Suddenly, the turnout they were looking for was there. And remained for each practice afterwards.
And just like that, Steers Insurance Corner Brook United was born.
“It was very close,” Pickett, a Marystown native, said Wednesday night of the team dream being put back on the shelf.
He said when he called potential players, he stressed the importance of having a Challenge Cup team in the area again and the positive impact it would have on minor soccer players and the community.
“When we made the personal contact, I think that’s what did the trick,” he said.
There are about 24-25 players currently on board, which fits in well with Pickett’s blueprint of having 18 core players, with a reserve list of six to eight players that could be brought in if needed.

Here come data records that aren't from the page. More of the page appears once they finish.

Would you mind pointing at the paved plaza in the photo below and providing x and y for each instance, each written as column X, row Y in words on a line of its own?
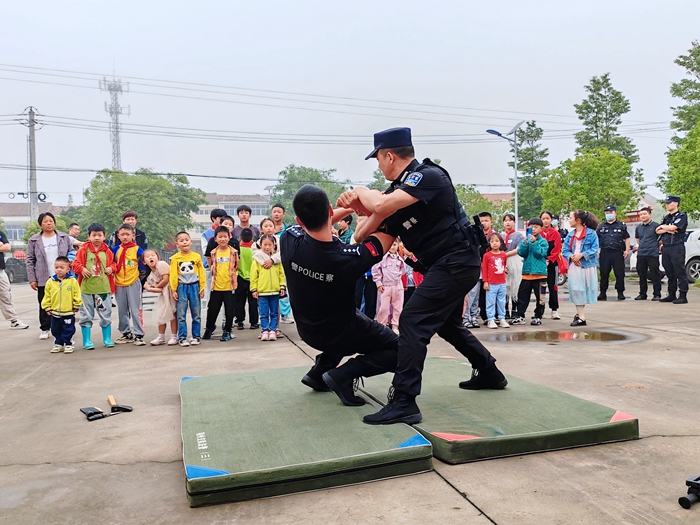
column 57, row 468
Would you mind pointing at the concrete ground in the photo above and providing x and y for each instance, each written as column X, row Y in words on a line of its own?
column 55, row 467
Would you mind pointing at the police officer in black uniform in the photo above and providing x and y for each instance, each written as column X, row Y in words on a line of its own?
column 321, row 272
column 422, row 208
column 672, row 232
column 614, row 242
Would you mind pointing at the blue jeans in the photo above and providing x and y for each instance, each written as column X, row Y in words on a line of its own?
column 496, row 297
column 268, row 306
column 188, row 293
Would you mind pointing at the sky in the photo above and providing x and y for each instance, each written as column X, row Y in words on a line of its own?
column 253, row 87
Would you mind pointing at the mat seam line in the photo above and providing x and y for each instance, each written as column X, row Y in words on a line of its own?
column 464, row 495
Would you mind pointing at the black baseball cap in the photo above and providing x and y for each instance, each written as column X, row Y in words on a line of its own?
column 390, row 138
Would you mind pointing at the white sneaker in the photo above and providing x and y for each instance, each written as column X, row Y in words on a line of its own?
column 16, row 324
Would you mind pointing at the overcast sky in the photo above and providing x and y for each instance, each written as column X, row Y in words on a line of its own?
column 449, row 70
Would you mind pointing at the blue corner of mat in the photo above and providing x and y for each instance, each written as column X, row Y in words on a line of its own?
column 416, row 441
column 194, row 472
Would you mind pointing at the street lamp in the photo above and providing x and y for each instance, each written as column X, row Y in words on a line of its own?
column 513, row 141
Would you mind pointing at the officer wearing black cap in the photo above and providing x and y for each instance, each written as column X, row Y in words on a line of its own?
column 422, row 208
column 614, row 242
column 672, row 232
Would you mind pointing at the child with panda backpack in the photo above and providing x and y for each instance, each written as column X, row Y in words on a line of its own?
column 188, row 282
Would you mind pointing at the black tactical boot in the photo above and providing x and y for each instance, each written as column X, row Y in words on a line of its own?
column 343, row 381
column 400, row 408
column 490, row 378
column 682, row 298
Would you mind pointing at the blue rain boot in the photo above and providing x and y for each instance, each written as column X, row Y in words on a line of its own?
column 107, row 336
column 87, row 342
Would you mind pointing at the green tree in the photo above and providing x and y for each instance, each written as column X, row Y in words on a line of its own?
column 532, row 169
column 33, row 227
column 683, row 175
column 163, row 202
column 591, row 181
column 601, row 113
column 474, row 202
column 294, row 177
column 687, row 115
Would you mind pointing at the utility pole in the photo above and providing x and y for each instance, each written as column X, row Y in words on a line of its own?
column 115, row 88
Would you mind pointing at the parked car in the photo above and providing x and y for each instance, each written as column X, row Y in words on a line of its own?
column 692, row 257
column 15, row 269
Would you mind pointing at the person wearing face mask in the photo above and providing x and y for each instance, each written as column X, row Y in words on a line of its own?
column 614, row 242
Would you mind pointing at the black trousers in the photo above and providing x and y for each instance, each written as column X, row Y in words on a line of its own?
column 673, row 258
column 612, row 260
column 242, row 295
column 553, row 288
column 366, row 287
column 436, row 307
column 526, row 288
column 44, row 318
column 648, row 265
column 376, row 344
column 216, row 299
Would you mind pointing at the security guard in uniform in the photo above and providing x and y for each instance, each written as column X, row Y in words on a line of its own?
column 672, row 232
column 422, row 208
column 321, row 272
column 614, row 242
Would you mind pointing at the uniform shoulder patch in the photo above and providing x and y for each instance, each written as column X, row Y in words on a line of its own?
column 413, row 179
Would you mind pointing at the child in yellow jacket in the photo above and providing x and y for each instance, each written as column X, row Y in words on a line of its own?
column 267, row 286
column 62, row 298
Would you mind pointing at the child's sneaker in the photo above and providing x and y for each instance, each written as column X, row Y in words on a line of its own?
column 125, row 338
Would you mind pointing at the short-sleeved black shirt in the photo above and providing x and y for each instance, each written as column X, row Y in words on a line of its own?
column 3, row 240
column 436, row 200
column 680, row 221
column 321, row 279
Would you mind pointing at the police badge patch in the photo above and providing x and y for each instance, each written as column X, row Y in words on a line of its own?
column 413, row 179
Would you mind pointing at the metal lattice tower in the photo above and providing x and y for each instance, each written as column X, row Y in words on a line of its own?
column 115, row 88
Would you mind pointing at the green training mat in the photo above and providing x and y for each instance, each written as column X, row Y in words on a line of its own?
column 261, row 434
column 465, row 425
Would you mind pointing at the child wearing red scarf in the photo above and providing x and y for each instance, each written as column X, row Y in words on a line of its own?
column 95, row 267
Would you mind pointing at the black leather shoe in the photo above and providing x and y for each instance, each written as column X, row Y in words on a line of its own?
column 400, row 408
column 491, row 378
column 578, row 321
column 344, row 387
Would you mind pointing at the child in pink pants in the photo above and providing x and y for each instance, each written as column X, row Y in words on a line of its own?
column 387, row 275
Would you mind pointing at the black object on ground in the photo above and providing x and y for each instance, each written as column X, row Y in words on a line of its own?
column 693, row 495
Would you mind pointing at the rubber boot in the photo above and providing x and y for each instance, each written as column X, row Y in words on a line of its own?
column 87, row 342
column 107, row 336
column 682, row 298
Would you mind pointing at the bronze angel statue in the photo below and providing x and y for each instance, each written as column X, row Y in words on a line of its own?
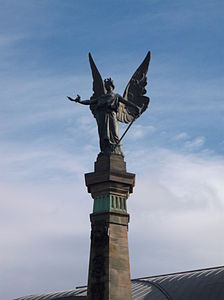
column 108, row 107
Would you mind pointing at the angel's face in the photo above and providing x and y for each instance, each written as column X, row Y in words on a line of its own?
column 109, row 88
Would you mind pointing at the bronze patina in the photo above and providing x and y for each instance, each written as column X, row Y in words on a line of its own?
column 108, row 107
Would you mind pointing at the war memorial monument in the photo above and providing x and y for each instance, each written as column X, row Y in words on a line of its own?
column 110, row 184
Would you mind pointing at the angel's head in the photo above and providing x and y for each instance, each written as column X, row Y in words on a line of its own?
column 109, row 84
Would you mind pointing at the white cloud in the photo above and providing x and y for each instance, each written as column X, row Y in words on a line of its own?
column 181, row 136
column 195, row 144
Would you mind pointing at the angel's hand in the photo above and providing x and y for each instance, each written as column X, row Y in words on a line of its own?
column 77, row 99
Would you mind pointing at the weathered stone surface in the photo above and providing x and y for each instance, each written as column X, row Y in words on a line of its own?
column 109, row 270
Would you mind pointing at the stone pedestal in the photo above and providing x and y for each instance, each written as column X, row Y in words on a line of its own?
column 109, row 269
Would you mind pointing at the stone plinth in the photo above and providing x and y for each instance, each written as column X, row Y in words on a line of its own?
column 109, row 270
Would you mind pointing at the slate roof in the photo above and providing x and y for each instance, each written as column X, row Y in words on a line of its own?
column 204, row 284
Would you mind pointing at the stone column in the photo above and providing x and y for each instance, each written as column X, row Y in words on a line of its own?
column 109, row 269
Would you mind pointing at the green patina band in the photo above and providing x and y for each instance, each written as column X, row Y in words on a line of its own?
column 109, row 202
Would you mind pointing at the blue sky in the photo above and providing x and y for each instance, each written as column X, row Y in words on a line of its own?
column 47, row 143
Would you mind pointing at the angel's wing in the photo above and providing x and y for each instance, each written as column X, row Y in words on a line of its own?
column 134, row 92
column 98, row 85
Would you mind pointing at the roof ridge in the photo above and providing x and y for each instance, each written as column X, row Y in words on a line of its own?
column 183, row 272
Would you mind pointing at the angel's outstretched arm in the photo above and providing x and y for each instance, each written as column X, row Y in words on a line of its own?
column 84, row 102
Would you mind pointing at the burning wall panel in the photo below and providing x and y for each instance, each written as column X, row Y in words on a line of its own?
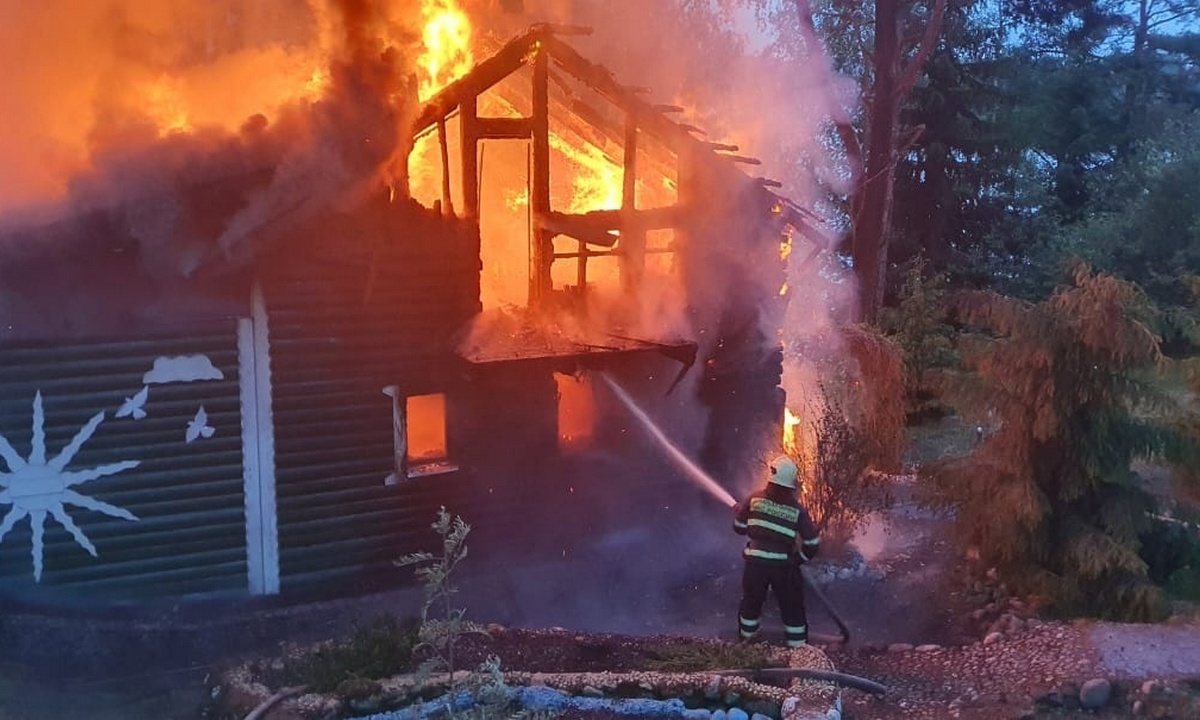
column 340, row 334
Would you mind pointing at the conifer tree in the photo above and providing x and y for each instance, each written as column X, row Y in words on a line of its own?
column 1049, row 496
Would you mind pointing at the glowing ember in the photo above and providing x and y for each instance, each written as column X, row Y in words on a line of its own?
column 165, row 105
column 785, row 247
column 447, row 40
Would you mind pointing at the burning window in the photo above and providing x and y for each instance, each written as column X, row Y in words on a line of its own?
column 426, row 427
column 419, row 429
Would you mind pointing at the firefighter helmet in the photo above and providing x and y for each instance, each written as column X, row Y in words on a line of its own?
column 784, row 472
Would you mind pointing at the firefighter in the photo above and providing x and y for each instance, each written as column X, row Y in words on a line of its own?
column 780, row 538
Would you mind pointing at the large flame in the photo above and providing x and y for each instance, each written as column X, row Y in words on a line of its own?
column 447, row 53
column 597, row 184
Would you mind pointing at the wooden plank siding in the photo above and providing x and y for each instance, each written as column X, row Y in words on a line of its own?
column 340, row 331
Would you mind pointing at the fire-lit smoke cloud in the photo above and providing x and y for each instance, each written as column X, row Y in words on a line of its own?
column 137, row 106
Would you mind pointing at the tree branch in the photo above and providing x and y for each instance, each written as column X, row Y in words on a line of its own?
column 843, row 125
column 933, row 30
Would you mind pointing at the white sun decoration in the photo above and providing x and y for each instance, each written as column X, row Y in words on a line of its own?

Those reserves would still be eligible to play in the local senior men’s league — the 18 core players will not — but would join United during their twice-a-week practices to keep up to speed.
A final roster will be made official following tonight’s practice and, if available by press time, will appear in Friday’s edition of The Western Star.
United opens its season on May 23-24 at Wellington Street Sports Complex against the other expansion club this year, the Conception Bay South Strikers. Joining those two squads for the 2015 campaign are defending champion Holy Cross Crusaders, Feildians, St. Lawrence Laurentians and Mount Pearl. Each team plays a 20-game season — there will be no abbreviated schedule for the west coast club this year, as was the case during its last season of existence in 2010 — with five weekends home and five on the road.
Pickett is aware there will likely be early struggles as his players adjust to the speed of play in the Challenge Cup setup, but he’s confident the group he has to work with will be competitive. In fact, the goal this year isn’t just to get the team back on the field, but to finish in the top four and be playing off for the Challenge Cup on Labour Day weekend.
“I think if we didn’t want to try to do that, there wouldn’t be much point in playing,” he said.